Some months ago I got a recorded message on my landline telling me about a new computer repair shop in my neighborhood. As my computer was working just fine I hung up, but minutes later it stopped working. While I couldn’t be certain the call and broken computer were connected, it seemed like a stretch to say it was just a coincidence, and I found the experience spooky.
A caller says he’s from the IRS, gives a badge number, and in a very stern tone says, “You owe several thousand dollars on your tax return made in 20XX and if it’s not paid immediately, marshals will be at your home in 45 minutes and arrest you.” The caller has your address and sometimes additional information about you, adding credibility to the demand that payment must be made immediately.
In fact, the IRS corresponds by mail. But that’s besides the point, because most people who get a call like this are too shocked to think straight. And even though they don’t owe any back taxes, they are so rattled by this call that all they can think of is how to raise money fast and pay the bill as quickly as possible.
It’s a very cruel scam but an effective one, and the proof is that it has persisted for years. I know someone who has been around the block a few times, someone who is very shrewd, and after being threatened in such a call was trembling.
Friday Afternoon Scam
When Friday afternoon finally rolls around, most of us are thinking about doing some last-minute shopping, going away for the weekend, or making Shabbos plans to unwind from the workweek. Scammers see this as an opportunity to rip them off. The scammer will call someone and say that his/her debit card is being deactivated and will ask for specific financial information to help resolve the problem. Obviously, scammers know exactly what to do with this information once they get hold of it.

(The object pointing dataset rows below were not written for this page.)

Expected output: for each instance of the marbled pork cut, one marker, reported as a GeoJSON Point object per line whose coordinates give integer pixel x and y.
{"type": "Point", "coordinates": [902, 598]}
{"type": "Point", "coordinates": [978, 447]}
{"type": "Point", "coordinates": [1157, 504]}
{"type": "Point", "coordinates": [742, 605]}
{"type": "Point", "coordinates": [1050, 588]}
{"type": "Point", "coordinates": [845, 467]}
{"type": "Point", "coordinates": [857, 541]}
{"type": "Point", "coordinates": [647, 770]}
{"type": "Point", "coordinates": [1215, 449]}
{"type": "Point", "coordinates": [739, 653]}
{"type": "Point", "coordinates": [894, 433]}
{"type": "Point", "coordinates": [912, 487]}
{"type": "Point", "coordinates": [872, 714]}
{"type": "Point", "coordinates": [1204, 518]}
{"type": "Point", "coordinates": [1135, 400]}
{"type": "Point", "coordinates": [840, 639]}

Someone who gets a call like this should hang up, get the bank’s telephone number from a reliable source, and find out what’s going on from a bank representative. Never call the bank using a number the caller provided.
The Bottom Line
Most of us focus our attention on the needs of our families and ourselves. It’s easy to become oblivious to the fact that bad guys are targeting us, planning novel ways to cheat us, and they are very skilled at what they do. They may call with a promise of lowering the interest on a credit card, offer a free vacation, or promise a better deal on a mortgage.
And they’ll say in order to process these deals all they need is a birthday, social security number, or credit card information. Giving them this information could end up costing you thousands of dollars in fees or make you the victim of identity theft.
These days, fraudsters know how to doctor an email or phone call to make it look like it’s legitimate and coming in from Microsoft, the IRS, your bank, or another reputable source. NASDAQ reports that nearly two-thirds of phone scams involve the caller pretending to be a representative of a government agency or financial institution.
Scammers use other tricks, too. For example, in one particularly wicked scheme they will call someone, say that a child or spouse has been kidnapped, and play recorded sounds of desperate shouting in the background to make the call sound more urgent. Of course, the recipient of a call like this is more than willing to pay any amount of money demanded to free their loved one.
It sounds crazy, but there really are people out there who target us and stay up nights figuring out ways to separate us from our money. It is our responsibility to do whatever possible to make their schemes fail.